The client was an Indian national who lived in Dubai and was looking to purchase a property priced between AED 2 – 2.5 million for himself and his family to reside in. When he came to us he had his down payment ready and needed to borrow at 65% loan to value (LTV). The client was self-employed, owning a Logistics company with an annual turnover of AED 200 million.
During our initial discussions with the client, we learned that his company did not have full audited accounts. As the majority of banks require full accounts in order to grant pre-approval for self-employed applicants we knew this meant we would be limited with the number of banks that we could submit this mortgage to.
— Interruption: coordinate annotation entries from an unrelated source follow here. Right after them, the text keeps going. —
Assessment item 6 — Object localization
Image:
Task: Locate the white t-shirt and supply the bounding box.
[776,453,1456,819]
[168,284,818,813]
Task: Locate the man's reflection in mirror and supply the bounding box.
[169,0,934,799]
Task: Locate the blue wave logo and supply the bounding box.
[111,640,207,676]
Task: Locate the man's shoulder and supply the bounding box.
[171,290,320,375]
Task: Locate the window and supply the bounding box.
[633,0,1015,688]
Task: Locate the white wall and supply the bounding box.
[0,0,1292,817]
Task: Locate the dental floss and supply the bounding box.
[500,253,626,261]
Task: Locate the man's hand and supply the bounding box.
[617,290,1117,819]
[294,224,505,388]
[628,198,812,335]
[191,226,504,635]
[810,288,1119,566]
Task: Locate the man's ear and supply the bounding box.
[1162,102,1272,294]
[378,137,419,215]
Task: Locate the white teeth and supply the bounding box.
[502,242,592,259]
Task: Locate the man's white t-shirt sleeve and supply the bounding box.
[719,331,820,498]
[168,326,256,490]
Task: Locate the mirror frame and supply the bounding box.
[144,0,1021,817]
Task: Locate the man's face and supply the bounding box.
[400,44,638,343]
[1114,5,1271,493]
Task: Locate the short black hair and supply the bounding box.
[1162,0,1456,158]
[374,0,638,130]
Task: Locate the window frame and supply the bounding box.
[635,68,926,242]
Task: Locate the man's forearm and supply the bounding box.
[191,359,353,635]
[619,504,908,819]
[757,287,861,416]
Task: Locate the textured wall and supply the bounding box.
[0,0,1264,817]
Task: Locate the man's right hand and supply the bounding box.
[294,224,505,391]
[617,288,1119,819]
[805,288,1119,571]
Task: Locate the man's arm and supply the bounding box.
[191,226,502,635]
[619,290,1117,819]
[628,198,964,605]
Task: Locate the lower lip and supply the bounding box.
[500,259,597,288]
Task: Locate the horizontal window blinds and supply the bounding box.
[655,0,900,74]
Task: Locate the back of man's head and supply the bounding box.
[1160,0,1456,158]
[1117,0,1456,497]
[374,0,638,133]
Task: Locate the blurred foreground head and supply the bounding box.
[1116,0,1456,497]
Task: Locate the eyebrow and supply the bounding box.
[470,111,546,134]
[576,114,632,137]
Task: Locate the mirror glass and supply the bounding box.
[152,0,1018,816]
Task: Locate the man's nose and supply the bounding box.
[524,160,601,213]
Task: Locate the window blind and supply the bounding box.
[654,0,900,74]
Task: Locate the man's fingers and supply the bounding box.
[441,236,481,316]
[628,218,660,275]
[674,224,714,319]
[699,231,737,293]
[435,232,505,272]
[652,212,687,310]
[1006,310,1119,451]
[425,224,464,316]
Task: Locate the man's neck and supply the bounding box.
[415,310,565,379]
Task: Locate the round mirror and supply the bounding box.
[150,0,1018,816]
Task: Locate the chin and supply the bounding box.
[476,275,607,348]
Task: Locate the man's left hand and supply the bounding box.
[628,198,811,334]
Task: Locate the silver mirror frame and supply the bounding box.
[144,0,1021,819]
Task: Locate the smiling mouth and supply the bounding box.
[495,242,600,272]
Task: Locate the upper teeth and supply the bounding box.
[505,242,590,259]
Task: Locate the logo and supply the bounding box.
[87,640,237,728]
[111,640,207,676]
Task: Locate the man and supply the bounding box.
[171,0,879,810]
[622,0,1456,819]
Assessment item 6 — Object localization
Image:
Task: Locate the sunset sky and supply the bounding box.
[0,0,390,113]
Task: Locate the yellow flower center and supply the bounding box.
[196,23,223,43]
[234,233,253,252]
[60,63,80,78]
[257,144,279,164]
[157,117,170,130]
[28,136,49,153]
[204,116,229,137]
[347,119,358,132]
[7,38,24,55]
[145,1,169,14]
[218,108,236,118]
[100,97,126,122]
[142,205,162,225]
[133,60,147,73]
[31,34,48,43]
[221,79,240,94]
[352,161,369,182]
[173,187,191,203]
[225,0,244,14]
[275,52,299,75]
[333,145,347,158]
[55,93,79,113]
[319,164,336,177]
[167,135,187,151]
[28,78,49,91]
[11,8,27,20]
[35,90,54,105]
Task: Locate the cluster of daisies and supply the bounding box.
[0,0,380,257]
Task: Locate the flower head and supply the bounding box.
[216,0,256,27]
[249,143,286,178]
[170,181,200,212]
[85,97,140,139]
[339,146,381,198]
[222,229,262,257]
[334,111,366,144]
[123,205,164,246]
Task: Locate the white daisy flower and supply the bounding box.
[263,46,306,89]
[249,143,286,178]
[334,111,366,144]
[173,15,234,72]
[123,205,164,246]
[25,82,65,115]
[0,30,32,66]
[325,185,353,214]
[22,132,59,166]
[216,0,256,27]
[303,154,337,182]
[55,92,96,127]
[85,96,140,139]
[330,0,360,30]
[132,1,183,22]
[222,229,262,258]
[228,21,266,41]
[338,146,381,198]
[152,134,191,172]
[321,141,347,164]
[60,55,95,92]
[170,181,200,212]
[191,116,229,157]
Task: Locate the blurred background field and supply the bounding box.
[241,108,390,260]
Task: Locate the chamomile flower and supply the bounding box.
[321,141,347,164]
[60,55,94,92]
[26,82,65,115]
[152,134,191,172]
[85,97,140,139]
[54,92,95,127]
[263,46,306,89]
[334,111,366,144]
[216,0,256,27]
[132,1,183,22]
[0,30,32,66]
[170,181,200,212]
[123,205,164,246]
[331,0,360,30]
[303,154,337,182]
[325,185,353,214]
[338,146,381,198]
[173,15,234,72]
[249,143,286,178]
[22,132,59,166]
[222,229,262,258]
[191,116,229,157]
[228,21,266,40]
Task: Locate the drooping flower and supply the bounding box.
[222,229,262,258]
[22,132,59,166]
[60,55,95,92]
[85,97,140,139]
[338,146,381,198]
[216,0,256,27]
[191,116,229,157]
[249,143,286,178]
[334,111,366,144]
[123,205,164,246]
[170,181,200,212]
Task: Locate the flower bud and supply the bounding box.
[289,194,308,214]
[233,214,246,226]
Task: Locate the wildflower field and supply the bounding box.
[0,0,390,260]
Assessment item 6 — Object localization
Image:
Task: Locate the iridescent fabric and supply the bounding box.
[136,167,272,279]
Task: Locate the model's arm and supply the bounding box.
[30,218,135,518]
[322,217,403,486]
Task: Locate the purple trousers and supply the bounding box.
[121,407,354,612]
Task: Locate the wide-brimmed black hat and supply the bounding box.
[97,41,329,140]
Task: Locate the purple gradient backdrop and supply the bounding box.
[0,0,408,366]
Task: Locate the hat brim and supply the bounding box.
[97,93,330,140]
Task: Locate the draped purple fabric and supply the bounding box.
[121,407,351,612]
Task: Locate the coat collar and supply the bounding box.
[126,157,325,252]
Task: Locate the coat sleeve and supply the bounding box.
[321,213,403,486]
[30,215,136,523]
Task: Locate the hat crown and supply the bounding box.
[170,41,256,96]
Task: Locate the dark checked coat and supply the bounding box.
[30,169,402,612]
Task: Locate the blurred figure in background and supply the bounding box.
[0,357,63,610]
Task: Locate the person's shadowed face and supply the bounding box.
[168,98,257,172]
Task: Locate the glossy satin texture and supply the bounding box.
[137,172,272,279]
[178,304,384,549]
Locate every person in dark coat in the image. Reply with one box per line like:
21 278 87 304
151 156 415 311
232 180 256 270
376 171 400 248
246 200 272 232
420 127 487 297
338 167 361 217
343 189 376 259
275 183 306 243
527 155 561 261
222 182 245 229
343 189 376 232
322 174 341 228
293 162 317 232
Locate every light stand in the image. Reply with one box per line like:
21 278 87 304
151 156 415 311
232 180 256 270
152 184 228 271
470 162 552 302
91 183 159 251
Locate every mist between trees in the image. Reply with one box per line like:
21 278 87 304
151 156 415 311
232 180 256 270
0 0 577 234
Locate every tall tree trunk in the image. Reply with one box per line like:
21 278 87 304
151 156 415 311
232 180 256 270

Keeping this in mind, we prepared the case and submitted it to the bank that we felt we would have the most chance of success in gaining pre-approval for the client. However, the case was rejected. We questioned the bank as to the grounds for decline and they informed us that the client also had a low credit score and he had therefore failed their credit check.
|As part of most mortgage applications, the bank will run a credit check with the Al Etihad Credit Bureau to evaluate your ability to repay the mortgage. You can read more about this here.|
At this stage, we asked the client to request a copy of their credit report from the Al Etihad Credit Bureau so we could investigate the reasons as to their low credit score. It became apparent that the client had been late to pay on a few credit card statements.
Although the client had his down payment ready and his business was in a healthy financial position, because he had irregular payments on his credit cards these has negatively affected his credit score. This meant the bank then became concerned that he would not keep up with monthly mortgage repayments, in the same way he had been inconsistent in paying his credit card bills.
What we needed to do was prove to the bank that the client was capable of keeping up with repayments, and to improve his credit situation.
We advised the client to pause his search for a property and mortgage for 6 – 8 months. Within this time he has to avoid taking any other forms of credit and ensure he kept up to date with all payments for his current credits, like his car loan and credit cards.
After 6 months we reconnected with the client to check how he was getting on. In the eighth month we then asked him to recheck his credit report. His credit score had improved dramatically which meant we were ready to proceed with the mortgage application again.
In the months that the client had taken out to improve his credit score, he has also been able to save more towards his down payment so he was now looking at purchasing a property valued at AED 5 to 6 million instead.
We were able to secure a AED 4 million loan for the client at 65% LTV and he went on to purchase a 5-bed villa in Dubai.
How can we help you?
As you can see from the case study above, the mortgage process can be longer than originally anticipated. We were in touch with this client for a year before he went on to complete his property purchase.
In most cases, we can anticipate the issues that may arise and place your application with a bank that we think will be the best fit for you, as we did with this client since his company did not have full accounts. However, there can be other unforeseen issues along the way that we can provide our experience and advice with on to make sure your mortgage and subsequent purchase is a success.